Warren has long been focused on broad financial reform in her political career. But the congresswoman, who’s a major contender in polls for potential 2020 Democratic presidential candidates, isn’t actually suggesting something entirely brand new. The yearly tax for the “ultra-rich,” as she has also described her proposal, would certainly be a first for the United States. But wealth taxes have existed around the world, and the concept has been floating around in economic circles for some time.
Economists behind the idea
In fact, the French economist and author Thomas Piketty made wealth taxes something of a hot topic by endorsing them in his best-selling 2013 book Capital in the Twenty-First Century. He sees wealth taxes, as opposed to consumption taxes, as the ideal solution for a number of countries facing growing wealth disparity, believing that overall wealth is easier to define.
That thinking has evidently trickled down into Warren’s “ultra-rich” tax. The Washington Post reported that left-leaning economists Emmanuel Saez and Gabriel Zucman, at the University of California, Berkeley, advised Warren on a potential 2% wealth tax. They also discussed a 3% wealth tax on those who have more than $1 billion, according to Saez. He estimated that the levy would raise $2.75 trillion over a 10-year period from about 75,000 families—less than 0.1% of U.S. households.

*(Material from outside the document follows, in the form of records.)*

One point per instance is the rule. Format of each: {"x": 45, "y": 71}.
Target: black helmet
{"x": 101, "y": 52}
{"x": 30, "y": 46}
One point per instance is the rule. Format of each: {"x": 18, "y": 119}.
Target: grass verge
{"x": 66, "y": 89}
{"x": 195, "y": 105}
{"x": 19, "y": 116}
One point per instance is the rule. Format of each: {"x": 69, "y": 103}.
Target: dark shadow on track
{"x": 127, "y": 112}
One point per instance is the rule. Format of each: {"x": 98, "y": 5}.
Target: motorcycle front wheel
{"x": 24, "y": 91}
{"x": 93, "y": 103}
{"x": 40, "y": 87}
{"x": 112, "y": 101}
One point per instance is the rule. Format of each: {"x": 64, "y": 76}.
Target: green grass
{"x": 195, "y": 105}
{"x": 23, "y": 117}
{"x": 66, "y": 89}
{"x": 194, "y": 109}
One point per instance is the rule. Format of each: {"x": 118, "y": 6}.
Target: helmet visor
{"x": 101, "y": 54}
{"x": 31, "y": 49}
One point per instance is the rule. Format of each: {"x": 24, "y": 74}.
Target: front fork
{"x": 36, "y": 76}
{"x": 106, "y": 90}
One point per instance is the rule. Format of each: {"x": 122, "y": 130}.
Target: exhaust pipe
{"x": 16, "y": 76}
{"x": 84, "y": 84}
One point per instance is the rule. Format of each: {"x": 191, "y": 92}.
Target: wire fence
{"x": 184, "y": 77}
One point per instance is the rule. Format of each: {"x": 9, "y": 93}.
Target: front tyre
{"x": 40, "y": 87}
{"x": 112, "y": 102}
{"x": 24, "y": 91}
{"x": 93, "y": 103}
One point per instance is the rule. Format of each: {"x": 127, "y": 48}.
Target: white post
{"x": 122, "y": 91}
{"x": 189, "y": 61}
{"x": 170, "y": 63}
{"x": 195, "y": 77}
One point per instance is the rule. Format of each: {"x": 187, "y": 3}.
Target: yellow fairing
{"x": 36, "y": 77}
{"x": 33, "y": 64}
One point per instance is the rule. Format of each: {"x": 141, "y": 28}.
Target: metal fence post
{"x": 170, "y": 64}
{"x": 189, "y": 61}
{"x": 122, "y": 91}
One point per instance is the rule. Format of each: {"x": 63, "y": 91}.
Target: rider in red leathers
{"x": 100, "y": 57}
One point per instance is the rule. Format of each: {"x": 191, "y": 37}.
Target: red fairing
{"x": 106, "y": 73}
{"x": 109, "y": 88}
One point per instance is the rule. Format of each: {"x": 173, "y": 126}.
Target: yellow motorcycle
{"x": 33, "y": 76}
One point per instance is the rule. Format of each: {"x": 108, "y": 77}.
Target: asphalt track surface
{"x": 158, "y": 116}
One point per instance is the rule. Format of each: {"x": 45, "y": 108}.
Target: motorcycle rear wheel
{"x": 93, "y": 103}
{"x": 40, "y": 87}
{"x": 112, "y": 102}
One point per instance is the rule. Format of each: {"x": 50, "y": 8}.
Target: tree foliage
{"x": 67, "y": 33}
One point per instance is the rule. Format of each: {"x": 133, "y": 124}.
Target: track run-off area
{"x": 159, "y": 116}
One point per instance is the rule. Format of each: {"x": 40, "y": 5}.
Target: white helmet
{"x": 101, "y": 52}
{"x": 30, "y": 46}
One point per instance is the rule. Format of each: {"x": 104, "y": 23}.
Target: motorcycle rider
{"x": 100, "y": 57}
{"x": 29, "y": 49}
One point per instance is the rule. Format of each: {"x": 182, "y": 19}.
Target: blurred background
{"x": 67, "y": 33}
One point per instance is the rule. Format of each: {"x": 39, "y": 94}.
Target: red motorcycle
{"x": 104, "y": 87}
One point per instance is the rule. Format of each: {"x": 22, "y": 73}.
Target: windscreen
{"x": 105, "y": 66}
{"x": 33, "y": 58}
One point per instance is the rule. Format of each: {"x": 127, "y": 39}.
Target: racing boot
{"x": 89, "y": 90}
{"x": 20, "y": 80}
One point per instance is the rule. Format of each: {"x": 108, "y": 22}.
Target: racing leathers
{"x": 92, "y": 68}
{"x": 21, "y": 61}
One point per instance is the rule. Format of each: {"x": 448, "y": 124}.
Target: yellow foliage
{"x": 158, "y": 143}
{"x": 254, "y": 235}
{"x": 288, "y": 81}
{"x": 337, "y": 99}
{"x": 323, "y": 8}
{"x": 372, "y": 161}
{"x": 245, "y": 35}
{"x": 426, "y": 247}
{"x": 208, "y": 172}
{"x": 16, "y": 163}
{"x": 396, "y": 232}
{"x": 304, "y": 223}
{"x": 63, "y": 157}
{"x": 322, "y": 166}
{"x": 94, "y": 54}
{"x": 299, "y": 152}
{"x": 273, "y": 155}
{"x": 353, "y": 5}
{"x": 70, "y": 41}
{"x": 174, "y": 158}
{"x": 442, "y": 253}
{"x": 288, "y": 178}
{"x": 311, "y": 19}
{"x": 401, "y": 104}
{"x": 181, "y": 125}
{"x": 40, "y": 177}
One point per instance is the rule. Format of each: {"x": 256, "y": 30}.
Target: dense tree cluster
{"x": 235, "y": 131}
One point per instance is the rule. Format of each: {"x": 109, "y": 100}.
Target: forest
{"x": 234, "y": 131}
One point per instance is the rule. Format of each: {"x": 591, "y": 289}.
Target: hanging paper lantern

Not unlike Piketty, Saez and Zucman see a wealth tax as an avenue to confront the concentration of wealth among the richest. “This is a very interesting development with deep root causes: the fact that inequality has been increasing so much, particularly in wealth, and the feeling that our current tax system doesn’t do a very good job taxing the very richest people,” Saez told The Washington Post.
Saez has a kindred spirit in Democratic Representative Alexandria Ocasio-Cortez of New York, who has proposed raising the top marginal tax rate hike to 70% for income (as opposed to assets under a wealth tax) above $10 million. Saez and Zucman praised the plan, saying it would alleviate an “inequality crisis.” Ocasio-Cortez, a quickly rising star in the Democratic Party, has come under scrutiny, including from billionaire Michael Dell, who said he was against the notion.
Warren’s wealth tax could face legal hurtles, even if it proves popular with voters. Analysts including at The National Review and Mother Jones have called into question whether her proposal is even constitutional. The US Constitution forbids direct taxes of this sort unless they’re apportioned to each state by population, which could make it unworkable in practical terms.
Of course, a constitutional amendment is an option, however unlikely. For now, Warren’s proposed wealth tax appears to be primarily a campaign statement. And it’s certainly gotten people talking.